= Whatever Happened to Corporal Cuckoo? =

Short science fiction story by Gerald Kersh

"Whatever Happened to Corporal Cuckoo?" is a short story by Gerald Kersh. It is a science fiction story, dealing with a tale of a man who has had immortality thrust upon him in a way that does not benefit him at all. It was first published in Kersh's own collection, The Brighton Monster and Other Stories (Heinemann, 1953) and later collected, first in the anthology Star Science Fiction Stories #3 (Ballantine Books, 1954), edited by Frederik Pohl, then in the anthology One Hundred Years of Science Fiction (Simon & Schuster, 1968), edited by Damon Knight.

==Plot==
In July 1945, at the conclusion of the war in Europe, a war correspondent by the name of Kersh is on board the with thousands of American soldiers returning home. He expects to be sent to the Pacific to cover the conflict there. While drinking the last of the whisky he smuggled aboard for the days of the voyage, he is accosted by Corporal Cuckoo, a man apparently about 30 years old covered in battle scars, more than could be had in the latest war, and more than an ordinary man could survive.

Cuckoo tells his tale after downing all the remaining whisky. He was born in France in 1507 and named Lecoq, but gained the name "Lecocu" after he was cuckolded by his wife. Under that name he served as a foot soldier, and was mortally wounded at the Battle of Turin in 1537. He took a deep wound in his skull, but after treatment by Ambroise Paré using his own "Digestive", he came back to life. Paré tried to keep Lecocu for his own study, but Lecocu escaped with a copy of Paré's notes on the creation of the Digestive. Lecocu was illiterate but eventually found a student in Paris who could read the notes. The Digestive was originally just turpentine, egg yolks and oil of roses, but Paré added honey for Lecocu's treatment. Lecocu had by this time realized that any wound he received healed quickly. He intended to recreate the Digestive and sell it, but despite following Paré's procedure carefully he could not get the same results. As the years passed he realized he did not age, and could not die. He became a pirate, then returned to soldiering and participated in many famous battles in history. He met figures such as Paracelsus and William Shakespeare. Despite this, he could not be anything other than a simple soldier, unable to hang on to money or learn anything beyond what he already knew. Having fought in World War 2 he intended to live in America, grow roses, and keep chickens and bees. He still wants to recreate the Digestive and use it get rich.
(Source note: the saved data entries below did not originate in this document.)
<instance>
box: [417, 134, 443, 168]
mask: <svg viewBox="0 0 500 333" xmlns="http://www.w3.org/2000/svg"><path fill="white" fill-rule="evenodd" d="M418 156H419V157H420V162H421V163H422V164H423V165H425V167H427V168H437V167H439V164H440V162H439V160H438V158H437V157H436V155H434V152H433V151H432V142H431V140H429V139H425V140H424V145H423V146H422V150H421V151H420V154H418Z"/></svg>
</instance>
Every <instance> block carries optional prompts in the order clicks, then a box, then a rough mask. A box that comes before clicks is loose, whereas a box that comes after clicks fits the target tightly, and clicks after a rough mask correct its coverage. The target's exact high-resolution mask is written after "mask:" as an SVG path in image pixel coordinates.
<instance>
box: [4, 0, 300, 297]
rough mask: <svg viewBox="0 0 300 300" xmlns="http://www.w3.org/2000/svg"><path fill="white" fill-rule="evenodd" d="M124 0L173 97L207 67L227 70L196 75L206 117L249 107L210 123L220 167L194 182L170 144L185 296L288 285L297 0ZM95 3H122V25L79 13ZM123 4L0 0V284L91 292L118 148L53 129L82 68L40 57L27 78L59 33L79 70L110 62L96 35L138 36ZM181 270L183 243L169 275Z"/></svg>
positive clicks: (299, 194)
Kersh finds the tale incredible, but recognizes the names and battles Cuckoo describes. He cautions him that he may never recreate the Digestive. All the ingredients are products of nature, which vary from place to place, and in the case of honey, sometimes from day to day. The lucky combination that healed him may be impossible to find. Cuckoo gives him a final demonstration of his ability by almost cutting his thumb off and then having it heal within minutes, then becomes angry and storms off, never to be seen again. Kersh ends the story by appealing for anybody who remembers seeing him and can help Kersh to find him again.